Here's an awesome anti-Yglesias screed where the author states the following:
I support high employment in manufacturing. The reason is that I believe that people are paid more if they work in manufacturing than if they work in other sectors.
And the following:
People get something for nothing if they switch from employment in services to employment in manufacturing -- well the data show they lose big if they move the other way.
This guy is saying that there are, in his words, "labor market rents" in the manufacturing sector.
I think what the recent evidence shows though is that there WERE labor market rents in the manufacturing sector.
These rents came from the power of unions. But (1) they weren't a free lunch, as they were partly paid for by higher prices to consumers. (2) These rents are, to a large extent, gone. Virtually every story I've seen about new manufacturing jobs talks about the two-tiered wage schemes where the incumbent workers earn the higher wages and better benefits and the new workers get significantly lower hourly wages and weaker benefits.
Globalization is bringing this about and it's not going to go away. "Labor market rents" to unskilled (and indeed many skilled workers) are not sustainable as more and more countries join the global system.
I see little benefit in glamorizing and subsidizing manufacturing jobs in a specific way, as they are more and more $15/hour positions with limited upsides.
Of course, I don't even agree with the general notion that the government should be actively planning where its citizens will work.
I do see a role for subsidizing basic research. I have views about subsidizing the acquiring of skills, but my position in academia probably makes them suspect so I'll just leave that alone.
3 comments:
Thanks for the link. I admit that my views are based on old studies and I don't really know that there are still labor market rents.
However, they were not just due to unions. First the pattern is there in non union firms. OK so it might be union threat so they paid high wages to keep unions out. But the same pattern was found in the USSR where unions were not a factor.
Obviously I am being silly. You have an objection which can be confronted with data. My theory is that unions are not key and the differentials are still there. Yours is the opposite. We should look at data.
FRED has failed me. It has manufacturing compensation per hour only from 1987 which might be too late. There isn't a trend. They are indices so the ratio is set to 1 in 2005 (I think). The ratio since 1987 ranges from 0.97 to 1.03. The alleged relative decline in manufacturing wages would have to have happened by 1989. I didn't hear of it.
https://research.stlouisfed.org/fred2/graph/?graph_id=64329&category_id=0
Also and by the way, I think very highly of Matthew Yglesias.
Hi Robert: thanks for your comments. I'd say that I don't just think it was unions but also the fact that we had a more closed economy as well. As for the data you seek, I'd say it's marginal, not average, manufacturing wages that matter.

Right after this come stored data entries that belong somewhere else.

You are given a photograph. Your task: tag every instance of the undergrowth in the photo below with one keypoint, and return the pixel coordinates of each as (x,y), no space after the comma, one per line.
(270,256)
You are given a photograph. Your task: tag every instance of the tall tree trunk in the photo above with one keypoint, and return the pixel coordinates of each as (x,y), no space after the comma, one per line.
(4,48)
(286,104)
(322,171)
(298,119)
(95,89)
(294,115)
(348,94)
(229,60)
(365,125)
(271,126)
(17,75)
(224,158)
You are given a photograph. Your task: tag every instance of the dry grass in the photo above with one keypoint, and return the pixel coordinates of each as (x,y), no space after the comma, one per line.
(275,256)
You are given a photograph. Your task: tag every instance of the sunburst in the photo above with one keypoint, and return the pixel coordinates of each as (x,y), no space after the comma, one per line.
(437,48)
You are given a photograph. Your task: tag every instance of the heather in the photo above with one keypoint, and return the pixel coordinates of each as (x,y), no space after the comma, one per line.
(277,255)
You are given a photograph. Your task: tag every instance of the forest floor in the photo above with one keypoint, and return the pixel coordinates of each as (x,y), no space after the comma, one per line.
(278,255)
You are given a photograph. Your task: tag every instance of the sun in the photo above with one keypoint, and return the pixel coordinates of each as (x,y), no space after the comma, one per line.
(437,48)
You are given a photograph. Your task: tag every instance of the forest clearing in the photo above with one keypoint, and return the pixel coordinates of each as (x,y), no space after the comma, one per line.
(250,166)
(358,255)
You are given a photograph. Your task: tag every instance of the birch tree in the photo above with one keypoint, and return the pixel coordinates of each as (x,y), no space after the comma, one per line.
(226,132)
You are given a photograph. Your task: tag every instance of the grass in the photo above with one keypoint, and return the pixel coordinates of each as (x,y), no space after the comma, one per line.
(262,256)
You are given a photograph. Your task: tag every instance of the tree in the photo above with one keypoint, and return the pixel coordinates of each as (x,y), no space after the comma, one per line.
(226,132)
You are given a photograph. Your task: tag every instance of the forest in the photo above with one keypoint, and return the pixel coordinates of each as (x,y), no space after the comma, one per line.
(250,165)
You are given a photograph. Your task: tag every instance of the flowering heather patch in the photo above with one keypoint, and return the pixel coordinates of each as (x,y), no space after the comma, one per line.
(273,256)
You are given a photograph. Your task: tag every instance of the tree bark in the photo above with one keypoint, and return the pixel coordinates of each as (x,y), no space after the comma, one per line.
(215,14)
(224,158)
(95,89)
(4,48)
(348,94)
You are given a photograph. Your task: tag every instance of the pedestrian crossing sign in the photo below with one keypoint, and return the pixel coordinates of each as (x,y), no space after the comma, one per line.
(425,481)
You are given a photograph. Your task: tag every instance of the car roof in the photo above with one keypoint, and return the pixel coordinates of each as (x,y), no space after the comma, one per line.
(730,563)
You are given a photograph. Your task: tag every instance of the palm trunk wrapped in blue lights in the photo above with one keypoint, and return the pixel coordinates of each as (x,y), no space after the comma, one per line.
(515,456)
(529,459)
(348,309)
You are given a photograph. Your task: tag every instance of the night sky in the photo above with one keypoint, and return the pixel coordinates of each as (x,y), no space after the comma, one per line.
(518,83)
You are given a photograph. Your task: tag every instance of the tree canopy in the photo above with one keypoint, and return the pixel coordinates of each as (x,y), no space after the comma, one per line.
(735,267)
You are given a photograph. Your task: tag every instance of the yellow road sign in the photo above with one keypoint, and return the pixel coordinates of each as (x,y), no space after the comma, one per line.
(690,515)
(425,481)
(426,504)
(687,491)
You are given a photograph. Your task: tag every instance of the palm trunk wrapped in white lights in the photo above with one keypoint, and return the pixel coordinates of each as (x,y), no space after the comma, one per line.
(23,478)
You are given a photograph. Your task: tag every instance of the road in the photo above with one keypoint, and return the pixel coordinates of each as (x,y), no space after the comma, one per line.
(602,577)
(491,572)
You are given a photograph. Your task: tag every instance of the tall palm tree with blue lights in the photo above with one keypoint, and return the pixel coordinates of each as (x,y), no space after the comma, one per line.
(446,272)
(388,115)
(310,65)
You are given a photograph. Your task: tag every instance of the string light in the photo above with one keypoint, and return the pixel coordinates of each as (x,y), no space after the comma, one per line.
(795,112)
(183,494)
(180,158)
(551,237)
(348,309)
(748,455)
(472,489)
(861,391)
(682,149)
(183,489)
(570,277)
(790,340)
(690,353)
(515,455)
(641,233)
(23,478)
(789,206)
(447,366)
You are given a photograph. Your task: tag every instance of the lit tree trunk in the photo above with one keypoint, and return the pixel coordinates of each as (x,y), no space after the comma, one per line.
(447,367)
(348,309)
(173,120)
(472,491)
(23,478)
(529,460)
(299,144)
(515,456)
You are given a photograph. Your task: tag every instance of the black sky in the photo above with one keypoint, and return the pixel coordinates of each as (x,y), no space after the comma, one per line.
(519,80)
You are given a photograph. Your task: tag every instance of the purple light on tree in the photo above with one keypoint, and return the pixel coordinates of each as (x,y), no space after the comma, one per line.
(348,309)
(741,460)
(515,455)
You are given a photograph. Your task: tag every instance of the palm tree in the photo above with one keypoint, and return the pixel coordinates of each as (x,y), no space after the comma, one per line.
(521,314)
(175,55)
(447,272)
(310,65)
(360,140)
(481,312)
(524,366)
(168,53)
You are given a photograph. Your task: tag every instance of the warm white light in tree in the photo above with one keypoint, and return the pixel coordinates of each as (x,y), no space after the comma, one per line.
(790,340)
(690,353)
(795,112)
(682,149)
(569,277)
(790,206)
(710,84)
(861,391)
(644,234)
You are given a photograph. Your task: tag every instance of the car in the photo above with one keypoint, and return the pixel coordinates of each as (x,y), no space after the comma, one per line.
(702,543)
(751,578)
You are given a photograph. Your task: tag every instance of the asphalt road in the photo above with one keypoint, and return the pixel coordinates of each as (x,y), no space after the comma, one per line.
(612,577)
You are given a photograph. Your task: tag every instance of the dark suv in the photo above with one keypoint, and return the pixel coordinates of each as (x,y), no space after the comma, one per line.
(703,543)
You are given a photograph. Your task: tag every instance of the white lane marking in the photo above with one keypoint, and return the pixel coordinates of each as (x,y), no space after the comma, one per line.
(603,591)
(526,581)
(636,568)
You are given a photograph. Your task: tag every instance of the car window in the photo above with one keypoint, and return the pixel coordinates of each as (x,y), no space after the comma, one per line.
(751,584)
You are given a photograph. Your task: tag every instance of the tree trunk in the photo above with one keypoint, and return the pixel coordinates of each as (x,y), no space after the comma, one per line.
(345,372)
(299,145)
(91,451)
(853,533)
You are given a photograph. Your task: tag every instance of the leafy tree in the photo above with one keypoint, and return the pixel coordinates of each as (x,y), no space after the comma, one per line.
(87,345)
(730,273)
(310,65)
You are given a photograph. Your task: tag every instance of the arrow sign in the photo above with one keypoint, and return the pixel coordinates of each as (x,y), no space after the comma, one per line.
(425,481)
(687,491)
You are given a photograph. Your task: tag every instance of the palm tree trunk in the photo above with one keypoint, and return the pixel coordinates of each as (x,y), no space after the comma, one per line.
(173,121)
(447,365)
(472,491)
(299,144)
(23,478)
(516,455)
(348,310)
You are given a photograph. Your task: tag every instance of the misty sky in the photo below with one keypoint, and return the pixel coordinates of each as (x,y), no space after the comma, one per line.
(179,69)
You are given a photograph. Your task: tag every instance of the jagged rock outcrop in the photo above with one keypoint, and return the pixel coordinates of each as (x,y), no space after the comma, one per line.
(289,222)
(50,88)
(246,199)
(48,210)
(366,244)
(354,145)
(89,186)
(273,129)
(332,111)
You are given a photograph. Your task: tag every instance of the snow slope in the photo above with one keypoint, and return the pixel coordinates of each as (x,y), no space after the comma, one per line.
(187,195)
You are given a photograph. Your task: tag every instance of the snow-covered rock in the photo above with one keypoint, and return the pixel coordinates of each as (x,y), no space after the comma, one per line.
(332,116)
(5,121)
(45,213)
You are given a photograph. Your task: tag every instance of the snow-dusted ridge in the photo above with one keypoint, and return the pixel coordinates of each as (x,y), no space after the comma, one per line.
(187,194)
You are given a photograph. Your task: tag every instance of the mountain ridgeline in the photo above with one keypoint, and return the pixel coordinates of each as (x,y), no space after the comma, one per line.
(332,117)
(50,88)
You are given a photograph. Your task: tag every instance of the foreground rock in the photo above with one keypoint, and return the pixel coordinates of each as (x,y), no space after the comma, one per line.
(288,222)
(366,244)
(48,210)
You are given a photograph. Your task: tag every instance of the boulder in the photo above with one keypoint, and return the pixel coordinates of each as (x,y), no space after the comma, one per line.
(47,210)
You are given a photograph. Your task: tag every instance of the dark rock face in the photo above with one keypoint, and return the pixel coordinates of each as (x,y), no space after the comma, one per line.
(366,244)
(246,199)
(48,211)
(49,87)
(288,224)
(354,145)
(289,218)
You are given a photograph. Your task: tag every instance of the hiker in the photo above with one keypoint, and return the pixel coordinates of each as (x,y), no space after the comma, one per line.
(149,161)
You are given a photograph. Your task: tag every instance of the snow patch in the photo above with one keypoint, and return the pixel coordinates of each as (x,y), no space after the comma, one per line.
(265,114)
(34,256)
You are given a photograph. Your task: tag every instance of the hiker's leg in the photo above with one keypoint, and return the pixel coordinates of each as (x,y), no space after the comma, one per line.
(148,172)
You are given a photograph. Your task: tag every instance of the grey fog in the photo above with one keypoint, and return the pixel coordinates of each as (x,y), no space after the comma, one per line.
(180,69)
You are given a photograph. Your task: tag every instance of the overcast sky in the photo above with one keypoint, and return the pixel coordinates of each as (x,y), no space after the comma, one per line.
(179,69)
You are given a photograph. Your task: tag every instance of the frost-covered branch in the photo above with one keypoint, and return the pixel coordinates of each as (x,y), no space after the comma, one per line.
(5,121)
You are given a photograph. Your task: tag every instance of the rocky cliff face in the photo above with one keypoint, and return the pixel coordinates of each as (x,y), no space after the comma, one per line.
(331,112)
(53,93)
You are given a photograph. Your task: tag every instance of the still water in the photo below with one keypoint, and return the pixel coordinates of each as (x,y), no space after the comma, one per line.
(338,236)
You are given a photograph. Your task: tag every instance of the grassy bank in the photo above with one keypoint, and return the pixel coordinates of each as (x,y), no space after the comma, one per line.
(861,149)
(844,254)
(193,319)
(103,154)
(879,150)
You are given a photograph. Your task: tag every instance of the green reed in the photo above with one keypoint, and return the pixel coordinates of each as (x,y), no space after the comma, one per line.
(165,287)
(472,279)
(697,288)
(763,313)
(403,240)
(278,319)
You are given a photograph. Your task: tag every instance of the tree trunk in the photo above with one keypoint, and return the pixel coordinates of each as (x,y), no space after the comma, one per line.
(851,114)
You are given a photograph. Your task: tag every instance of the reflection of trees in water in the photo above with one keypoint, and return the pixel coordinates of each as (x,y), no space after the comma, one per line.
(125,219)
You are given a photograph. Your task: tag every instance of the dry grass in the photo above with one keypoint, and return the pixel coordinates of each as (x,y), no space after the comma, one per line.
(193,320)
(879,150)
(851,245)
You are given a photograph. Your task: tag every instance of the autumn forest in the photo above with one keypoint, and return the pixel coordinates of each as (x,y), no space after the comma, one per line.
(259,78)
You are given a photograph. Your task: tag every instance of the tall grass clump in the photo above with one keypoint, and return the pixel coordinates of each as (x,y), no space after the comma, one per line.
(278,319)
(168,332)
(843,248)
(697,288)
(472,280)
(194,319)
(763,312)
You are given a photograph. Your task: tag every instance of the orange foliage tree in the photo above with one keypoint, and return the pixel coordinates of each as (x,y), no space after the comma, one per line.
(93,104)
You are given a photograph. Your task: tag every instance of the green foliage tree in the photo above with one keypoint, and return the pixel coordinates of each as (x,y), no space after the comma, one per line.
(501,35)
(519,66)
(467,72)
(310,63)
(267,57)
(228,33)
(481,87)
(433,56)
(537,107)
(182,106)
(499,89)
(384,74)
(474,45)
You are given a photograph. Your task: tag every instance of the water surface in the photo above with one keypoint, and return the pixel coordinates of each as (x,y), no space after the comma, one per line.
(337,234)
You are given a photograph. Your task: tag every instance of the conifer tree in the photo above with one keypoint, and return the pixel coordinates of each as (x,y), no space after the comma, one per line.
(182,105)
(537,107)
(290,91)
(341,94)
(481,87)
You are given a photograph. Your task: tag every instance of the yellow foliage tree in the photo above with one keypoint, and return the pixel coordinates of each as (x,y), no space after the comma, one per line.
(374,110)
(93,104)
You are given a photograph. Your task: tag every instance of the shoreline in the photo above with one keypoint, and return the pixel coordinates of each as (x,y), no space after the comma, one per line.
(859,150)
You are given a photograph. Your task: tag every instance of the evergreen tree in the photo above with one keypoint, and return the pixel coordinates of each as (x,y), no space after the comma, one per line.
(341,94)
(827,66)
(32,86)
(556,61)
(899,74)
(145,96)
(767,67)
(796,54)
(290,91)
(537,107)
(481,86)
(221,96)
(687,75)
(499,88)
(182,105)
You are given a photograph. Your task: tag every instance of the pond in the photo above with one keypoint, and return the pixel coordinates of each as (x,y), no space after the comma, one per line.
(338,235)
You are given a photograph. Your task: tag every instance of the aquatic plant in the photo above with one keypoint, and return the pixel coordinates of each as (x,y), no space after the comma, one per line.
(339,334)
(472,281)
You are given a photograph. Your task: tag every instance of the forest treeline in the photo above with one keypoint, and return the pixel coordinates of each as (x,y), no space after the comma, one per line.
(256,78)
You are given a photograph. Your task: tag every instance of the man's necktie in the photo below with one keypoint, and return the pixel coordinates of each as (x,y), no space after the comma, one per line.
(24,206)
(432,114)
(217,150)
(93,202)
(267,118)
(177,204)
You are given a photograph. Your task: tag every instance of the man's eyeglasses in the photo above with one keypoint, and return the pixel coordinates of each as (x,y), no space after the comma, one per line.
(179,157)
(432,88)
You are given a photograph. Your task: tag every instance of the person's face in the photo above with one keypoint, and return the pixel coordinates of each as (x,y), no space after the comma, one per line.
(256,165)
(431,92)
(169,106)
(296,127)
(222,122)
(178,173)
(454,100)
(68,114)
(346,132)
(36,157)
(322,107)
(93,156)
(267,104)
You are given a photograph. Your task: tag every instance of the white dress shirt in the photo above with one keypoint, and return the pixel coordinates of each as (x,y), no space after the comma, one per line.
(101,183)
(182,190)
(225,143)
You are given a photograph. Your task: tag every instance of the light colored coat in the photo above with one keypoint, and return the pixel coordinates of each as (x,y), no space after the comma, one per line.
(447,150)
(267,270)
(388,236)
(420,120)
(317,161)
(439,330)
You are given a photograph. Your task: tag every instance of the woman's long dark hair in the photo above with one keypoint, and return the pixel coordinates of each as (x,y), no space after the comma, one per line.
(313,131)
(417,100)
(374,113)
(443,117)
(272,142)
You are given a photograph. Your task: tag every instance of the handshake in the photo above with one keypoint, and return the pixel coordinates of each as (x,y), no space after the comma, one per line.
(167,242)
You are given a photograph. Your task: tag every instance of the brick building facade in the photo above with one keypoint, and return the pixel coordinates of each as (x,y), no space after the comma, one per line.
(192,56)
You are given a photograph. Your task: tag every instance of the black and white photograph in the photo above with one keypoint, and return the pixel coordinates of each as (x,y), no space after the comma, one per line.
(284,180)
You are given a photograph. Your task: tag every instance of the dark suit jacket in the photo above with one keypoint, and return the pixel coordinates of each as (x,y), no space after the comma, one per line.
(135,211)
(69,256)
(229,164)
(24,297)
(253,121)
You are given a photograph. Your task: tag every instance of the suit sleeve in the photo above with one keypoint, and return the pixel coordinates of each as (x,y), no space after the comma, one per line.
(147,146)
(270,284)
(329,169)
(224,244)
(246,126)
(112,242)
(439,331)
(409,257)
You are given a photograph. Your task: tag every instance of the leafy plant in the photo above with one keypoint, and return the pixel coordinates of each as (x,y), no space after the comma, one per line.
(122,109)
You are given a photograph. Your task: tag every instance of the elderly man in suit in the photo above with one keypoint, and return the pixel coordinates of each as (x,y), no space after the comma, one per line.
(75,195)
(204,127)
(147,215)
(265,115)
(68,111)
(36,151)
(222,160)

I admit my analysis is totally anecdotal, but there appears to be a strong trend for new manufacturing jobs to be at lower pay levels than necessary to make them somehow "special".
Nice story on This American Life by a guy who goes to FoxConn plant in Shenzhen, where they make Apple stuff:
http://www.thisamericanlife.org/radio-archives/episode/454/mr-daisey-and-the-apple-factory
He describes the giant plant and claims that there are over 400,000 workers there who work 12-hour days, 6 days a week for about $100/wk.
Things are different now. And they will stay different until the Chinese worker (for example) can increase his own consumption.